But the consequences of Virat Kohli playing his first domestic red-ball game for Delhi in 12 years are less interesting than why he was there in the first place. Kohli rolled up in his Porsche two days before the game, arriving early to beat the crowds and so he could fit in a full gym session before team fitness drills and net practice. Desperately short of form, and yet a desperate romantic, Kohli had come to worship at the altar. One last crack at Test cricket. One last attempt at rekindling the skill that had long deserted him.

As it turned out, Delhi v Railways would be Kohli’s last red‑ball innings. He was bowled for six and Delhi won by an innings, so that was it, apart from the spectator who invaded the field to touch his feet. And as he announced his retirement from Test cricket on Monday, somehow the strongest memory was not of the 149 at Edgbaston or the 169 at Melbourne or the 254 at Pune, the times when he would make cricket look scandalously easy.

What lingers, by contrast, is the times when it was scandalously hard: when the bowlers were fresh and the pitch was spicy and the verbals were flowing, and he pushed through anyway, because this game is a sacred birthright and you will never truly conquer it, but the only glory is in trying. “I cannot explain the job satisfaction you get when you do well in Test cricket,” Kohli once said in an interview with Wisden Cricket Monthly. But what he could not explain in word, he more than conveyed in deed.
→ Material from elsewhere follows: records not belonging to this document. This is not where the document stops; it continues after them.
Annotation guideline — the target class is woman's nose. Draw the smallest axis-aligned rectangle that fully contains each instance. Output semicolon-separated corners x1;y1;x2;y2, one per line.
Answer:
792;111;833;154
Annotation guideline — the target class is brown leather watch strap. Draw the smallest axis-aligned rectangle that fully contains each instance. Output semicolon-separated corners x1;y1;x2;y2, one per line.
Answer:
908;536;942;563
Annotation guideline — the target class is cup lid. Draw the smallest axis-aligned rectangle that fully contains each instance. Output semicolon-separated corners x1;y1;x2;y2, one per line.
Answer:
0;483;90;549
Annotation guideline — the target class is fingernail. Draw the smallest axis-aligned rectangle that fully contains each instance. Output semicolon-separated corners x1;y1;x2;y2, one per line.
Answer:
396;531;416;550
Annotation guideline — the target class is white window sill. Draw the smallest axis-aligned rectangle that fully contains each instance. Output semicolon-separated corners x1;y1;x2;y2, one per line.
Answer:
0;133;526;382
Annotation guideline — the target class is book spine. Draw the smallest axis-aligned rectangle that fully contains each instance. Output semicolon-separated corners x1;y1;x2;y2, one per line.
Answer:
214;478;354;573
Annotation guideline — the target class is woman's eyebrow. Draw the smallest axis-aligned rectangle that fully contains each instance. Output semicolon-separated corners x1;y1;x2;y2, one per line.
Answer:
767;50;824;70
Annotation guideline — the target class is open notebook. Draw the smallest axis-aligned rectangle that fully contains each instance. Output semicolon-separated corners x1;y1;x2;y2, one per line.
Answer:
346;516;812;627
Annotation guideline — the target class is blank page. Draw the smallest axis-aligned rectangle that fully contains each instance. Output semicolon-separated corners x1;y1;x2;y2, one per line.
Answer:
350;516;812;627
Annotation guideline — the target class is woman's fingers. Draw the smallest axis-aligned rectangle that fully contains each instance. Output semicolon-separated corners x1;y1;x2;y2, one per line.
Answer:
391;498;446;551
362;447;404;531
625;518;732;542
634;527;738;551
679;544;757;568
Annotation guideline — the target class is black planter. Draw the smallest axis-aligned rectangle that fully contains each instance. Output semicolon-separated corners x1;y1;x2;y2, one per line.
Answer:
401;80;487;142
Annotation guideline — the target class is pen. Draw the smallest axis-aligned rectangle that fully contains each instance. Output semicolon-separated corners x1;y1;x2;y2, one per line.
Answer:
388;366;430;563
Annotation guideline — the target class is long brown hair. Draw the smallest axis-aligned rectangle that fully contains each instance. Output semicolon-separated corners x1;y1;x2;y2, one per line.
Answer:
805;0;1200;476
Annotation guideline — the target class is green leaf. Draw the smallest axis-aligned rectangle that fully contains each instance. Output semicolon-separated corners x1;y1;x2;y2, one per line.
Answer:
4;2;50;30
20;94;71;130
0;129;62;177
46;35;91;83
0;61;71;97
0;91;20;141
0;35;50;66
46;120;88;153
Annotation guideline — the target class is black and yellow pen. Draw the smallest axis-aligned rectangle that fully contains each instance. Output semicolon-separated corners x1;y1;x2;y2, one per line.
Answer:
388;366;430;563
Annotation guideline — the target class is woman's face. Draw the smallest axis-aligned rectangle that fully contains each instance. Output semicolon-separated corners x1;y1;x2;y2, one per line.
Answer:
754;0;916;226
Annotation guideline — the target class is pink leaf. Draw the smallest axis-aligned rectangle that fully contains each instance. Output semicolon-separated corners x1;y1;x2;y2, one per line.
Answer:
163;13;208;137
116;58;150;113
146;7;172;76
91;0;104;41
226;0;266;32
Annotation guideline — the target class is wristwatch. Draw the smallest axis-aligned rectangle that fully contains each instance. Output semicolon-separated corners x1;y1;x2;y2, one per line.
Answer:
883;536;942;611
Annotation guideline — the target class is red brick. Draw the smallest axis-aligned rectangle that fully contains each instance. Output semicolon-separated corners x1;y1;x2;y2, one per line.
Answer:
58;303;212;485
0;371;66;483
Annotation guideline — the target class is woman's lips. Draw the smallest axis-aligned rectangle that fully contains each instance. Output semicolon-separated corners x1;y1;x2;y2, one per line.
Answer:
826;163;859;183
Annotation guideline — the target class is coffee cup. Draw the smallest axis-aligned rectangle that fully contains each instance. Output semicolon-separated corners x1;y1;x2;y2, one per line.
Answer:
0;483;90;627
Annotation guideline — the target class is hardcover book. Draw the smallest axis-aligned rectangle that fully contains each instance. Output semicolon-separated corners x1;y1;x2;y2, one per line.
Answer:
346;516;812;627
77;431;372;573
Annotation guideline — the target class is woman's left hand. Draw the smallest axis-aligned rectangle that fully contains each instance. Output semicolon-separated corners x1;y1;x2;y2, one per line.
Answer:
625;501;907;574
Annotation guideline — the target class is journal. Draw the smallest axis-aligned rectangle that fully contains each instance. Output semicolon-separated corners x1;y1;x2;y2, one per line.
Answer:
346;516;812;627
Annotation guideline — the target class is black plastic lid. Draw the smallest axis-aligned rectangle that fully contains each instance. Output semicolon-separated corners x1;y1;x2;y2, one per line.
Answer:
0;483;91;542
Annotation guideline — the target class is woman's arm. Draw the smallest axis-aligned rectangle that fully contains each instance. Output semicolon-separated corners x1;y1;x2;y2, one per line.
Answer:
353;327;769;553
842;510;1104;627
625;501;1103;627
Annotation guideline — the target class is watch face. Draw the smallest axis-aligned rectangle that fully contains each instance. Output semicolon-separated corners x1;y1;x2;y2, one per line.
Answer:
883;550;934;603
Kohli kept getting out to Jimmy Anderson in 2014. Before his next tour of England four years later, he buried himself in video footage and net practice: realigning his hips, his footwork, his shoulders, seeking out old coaches for advice, even installing a camera alongside the crease so he could monitor his foot position. Frankly, Test cricket should be exactly this hard, exactly this obsessive, exactly this painstaking, exactly this exacting. This is the only way it makes sense.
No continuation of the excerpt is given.